Faced with such realities, as were the peoples of post-horror Germany and Russia, the tendency is to be forgiving for the sake of sheer realism. Who knows where the central water supply is located and how to turn it on? Who can provide a working guide to the courses and enrollments at the university? Who has a list of the wanted rapists and murderers in the city? Find this guy, and give him a pass. If everyone is guilty, then perhaps no one really is (except the really, really bad ones, and we’ll get to them later).

But where does this leave those who never buckled or betrayed? Doesn’t it mock those who resisted at the risk of their lives? And where does it leave those who never did anything but have at last found their courage? In the past, sudden changes of regime have tended to marginalize the first group (who are disliked for their moral rectitude and the implicit reproach they embody) while giving the second group an opportunity for vendetta.

This dilemma will persist in Iraq even longer, I predict, than it has in South Africa and El Salvador and Eastern Europe. The sheer extent of anguish and crime, so much of it for so long, will see to that. A tiny step in the right direction has been taken with the publishing of a list of unforgivables: This probably helped many waverers to decide between their enforced allegiance and their potentially true one. And certain offenses, such as torture and genocide, cannot be amnestied or subject to any statute of limitations (which is why it was wrong of Powell and Rumsfeld to flirt with the idea of granting pardons that were not within their legal or moral power before the war even began).
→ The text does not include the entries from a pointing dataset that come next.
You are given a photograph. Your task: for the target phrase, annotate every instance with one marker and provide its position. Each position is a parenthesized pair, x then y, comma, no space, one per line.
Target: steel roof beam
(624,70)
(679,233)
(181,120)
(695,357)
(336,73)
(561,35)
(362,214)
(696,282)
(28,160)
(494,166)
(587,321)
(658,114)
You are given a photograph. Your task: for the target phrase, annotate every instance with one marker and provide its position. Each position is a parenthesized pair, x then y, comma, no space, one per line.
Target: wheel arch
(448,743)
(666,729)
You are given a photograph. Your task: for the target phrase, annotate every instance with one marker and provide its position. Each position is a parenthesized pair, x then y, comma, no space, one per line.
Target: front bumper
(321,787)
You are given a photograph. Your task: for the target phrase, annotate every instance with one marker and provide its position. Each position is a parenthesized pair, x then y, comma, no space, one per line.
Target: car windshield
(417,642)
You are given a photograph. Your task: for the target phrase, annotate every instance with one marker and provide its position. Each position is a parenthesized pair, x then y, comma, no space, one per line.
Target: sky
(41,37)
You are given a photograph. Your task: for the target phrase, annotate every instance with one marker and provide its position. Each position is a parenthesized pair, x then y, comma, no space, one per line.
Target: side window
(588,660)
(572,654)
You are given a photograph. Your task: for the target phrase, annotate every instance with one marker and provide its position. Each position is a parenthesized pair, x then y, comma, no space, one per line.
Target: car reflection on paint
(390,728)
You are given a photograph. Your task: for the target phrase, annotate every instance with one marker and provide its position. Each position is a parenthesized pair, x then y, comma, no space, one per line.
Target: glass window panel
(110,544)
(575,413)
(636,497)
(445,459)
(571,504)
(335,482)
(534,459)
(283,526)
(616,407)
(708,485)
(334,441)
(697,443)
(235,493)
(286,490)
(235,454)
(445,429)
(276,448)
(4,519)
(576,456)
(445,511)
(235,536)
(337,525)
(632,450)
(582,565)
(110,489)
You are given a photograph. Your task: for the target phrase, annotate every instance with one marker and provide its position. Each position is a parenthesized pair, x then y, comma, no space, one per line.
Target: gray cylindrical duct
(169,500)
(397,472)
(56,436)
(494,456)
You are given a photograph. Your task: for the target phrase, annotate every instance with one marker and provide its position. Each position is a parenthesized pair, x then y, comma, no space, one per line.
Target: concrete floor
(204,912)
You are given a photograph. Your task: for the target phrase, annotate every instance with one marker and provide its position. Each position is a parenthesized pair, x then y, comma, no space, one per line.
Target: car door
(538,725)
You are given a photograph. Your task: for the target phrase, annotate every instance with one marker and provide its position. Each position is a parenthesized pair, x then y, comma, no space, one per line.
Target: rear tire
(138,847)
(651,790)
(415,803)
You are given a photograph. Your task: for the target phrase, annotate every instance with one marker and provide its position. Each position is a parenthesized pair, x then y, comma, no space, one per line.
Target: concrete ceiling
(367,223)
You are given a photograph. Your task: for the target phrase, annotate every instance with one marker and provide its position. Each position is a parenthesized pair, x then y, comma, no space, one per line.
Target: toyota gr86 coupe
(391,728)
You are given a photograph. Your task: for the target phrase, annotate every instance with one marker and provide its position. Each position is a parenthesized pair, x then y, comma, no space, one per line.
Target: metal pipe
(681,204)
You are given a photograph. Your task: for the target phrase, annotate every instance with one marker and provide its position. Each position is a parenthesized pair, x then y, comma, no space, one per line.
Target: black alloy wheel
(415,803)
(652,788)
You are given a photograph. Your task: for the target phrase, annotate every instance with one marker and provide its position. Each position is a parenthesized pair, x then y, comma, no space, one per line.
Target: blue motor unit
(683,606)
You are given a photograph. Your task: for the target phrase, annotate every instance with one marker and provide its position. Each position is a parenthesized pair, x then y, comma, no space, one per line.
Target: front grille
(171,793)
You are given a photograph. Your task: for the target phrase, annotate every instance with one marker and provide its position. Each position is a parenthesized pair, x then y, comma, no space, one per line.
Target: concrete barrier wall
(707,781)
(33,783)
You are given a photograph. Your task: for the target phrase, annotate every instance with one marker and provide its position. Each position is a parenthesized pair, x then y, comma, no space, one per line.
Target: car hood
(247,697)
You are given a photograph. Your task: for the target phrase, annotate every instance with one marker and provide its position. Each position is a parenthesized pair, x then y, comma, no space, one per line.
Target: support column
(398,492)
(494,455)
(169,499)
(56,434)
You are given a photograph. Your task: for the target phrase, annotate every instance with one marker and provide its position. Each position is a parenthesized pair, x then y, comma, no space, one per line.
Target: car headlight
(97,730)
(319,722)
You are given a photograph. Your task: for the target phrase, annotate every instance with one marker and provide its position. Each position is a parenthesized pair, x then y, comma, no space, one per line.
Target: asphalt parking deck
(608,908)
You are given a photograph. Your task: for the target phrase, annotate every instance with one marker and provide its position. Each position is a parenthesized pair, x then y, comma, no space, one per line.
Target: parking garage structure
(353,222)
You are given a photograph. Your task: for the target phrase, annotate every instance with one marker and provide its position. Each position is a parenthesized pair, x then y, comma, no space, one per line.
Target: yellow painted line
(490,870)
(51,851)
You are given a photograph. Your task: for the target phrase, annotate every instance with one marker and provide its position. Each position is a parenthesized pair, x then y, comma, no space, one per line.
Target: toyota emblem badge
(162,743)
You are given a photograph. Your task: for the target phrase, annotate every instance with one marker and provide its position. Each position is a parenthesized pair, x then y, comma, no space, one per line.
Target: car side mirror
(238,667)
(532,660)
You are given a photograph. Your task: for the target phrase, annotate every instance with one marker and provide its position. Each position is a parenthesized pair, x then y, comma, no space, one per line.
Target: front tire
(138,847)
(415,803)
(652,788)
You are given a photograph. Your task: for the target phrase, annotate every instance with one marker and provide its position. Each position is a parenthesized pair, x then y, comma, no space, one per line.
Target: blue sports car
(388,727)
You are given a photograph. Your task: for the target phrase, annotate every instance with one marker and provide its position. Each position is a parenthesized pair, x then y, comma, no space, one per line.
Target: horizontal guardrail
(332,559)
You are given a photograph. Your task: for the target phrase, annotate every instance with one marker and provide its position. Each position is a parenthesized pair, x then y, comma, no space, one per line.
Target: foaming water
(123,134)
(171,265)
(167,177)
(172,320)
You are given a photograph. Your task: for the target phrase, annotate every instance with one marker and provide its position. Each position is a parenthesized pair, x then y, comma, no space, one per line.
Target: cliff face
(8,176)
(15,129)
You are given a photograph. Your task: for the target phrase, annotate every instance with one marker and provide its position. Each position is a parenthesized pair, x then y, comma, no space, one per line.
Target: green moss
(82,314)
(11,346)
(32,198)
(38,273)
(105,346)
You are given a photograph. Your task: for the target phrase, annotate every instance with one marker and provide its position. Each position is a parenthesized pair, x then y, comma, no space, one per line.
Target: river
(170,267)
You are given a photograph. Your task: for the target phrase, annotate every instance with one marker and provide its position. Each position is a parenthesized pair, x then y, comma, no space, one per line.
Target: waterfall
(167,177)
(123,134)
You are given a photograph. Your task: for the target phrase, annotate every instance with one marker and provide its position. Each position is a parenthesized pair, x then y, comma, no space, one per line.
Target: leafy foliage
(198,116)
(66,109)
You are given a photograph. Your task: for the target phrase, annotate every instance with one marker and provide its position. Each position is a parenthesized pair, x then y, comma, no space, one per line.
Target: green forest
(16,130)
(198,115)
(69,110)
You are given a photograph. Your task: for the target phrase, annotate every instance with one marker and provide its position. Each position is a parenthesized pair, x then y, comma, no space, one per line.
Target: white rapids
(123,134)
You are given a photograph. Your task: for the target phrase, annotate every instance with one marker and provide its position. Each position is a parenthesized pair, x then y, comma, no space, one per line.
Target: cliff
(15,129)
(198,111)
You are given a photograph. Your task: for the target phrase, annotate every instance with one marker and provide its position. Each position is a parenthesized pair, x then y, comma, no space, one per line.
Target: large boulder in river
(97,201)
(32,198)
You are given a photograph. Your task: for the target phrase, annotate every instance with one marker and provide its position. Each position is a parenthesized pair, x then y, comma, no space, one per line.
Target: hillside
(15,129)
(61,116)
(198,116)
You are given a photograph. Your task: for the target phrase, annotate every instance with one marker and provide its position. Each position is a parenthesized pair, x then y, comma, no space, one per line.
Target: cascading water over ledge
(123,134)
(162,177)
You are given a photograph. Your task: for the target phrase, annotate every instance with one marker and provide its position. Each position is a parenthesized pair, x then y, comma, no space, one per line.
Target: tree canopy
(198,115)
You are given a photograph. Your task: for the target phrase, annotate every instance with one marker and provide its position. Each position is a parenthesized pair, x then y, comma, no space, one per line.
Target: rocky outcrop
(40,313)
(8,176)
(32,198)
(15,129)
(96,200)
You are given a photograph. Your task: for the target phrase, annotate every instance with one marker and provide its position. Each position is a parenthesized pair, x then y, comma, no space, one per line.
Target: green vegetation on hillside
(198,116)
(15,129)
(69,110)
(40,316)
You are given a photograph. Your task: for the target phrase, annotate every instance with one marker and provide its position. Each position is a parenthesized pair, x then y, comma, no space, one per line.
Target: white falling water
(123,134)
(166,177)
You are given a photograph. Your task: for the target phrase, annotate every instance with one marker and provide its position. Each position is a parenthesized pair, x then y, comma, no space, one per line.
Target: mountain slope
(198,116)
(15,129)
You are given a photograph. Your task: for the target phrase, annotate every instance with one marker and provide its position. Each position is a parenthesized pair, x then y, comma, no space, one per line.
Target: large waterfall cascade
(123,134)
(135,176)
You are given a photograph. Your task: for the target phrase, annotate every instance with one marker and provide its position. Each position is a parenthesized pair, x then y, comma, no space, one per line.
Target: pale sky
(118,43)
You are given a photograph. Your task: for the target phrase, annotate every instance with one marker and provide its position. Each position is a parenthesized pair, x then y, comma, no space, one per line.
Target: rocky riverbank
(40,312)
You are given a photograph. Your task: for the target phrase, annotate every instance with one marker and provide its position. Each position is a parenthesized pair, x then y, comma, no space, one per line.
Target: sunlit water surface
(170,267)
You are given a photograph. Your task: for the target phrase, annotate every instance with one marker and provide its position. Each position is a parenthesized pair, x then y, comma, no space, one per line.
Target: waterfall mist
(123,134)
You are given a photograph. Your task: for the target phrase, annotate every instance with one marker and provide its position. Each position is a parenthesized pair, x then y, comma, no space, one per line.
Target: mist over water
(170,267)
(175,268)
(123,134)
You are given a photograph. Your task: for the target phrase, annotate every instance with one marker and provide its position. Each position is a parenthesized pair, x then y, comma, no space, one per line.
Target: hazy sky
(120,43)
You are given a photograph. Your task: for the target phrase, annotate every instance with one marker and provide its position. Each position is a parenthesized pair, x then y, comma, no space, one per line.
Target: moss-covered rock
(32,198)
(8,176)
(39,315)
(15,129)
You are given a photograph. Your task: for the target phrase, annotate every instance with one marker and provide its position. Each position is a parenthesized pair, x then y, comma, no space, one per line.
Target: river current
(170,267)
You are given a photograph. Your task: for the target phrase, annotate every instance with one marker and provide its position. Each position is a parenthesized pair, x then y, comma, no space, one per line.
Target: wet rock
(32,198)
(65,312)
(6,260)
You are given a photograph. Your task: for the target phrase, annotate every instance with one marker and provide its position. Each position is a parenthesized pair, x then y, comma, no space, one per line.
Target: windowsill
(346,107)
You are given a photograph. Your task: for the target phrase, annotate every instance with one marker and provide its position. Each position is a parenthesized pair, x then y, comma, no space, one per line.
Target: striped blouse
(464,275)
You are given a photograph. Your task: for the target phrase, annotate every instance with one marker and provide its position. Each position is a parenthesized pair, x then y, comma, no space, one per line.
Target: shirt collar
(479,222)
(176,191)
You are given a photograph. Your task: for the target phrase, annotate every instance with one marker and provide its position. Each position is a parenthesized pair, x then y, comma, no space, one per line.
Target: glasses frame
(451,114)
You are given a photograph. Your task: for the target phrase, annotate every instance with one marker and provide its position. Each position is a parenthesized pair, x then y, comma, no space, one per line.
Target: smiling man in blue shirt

To return by this route to a pet subject of mine: This argument ought to remove some of the sneer potential from the word “exile.” I notice that Ahmad Chalabi and the Iraqi National Congress are still being described, by Sy Hersh in The New Yorker most recently, as “an exile group.” This disregards the fact that many of them were fighting in northern Iraq 10 years ago, and it simultaneously overlooks one of the best things about them, namely that they are not implicated or befouled by any past atrocities. Since I last complained about this and the lazy use of the wrong term by the New York Times, I have observed that INC forces have received grudging, down-page credit for retrieving stolen artifacts from the Baghdad Museum, for unearthing fascinating documents from the files of Saddam’s secret police, for arranging the surrender of several key Baathists to the coalition, and for intervening on the right side to try and ensure that a notorious placeman does not retain his post at the head of Baghdad University. More power to their elbows. (Incidentally, if they are now in Baghdad, these forces are by definition no longer “exiles.”) Yet every journalist feels compelled to state, as a matter of record, that Ahmad Chalabi was once convicted (by a very bizarre special court in the kingdom of Jordan) of embezzling money from a bank that was partly controlled by Iraq. I am not an accountant, and I admit that I don’t know what happened at the Bank of Petra in 1972. I am not sure, after exhaustive inquiries, that I know anybody who really does know. But I do know what happened at the Iraqi Central Bank a few weeks ago, and I don’t have to be an accountant or auditor to understand it. As with everything else, it is the sheer ruthless criminality of the ancien régime that staggers the mind and makes some people flinch and change the subject.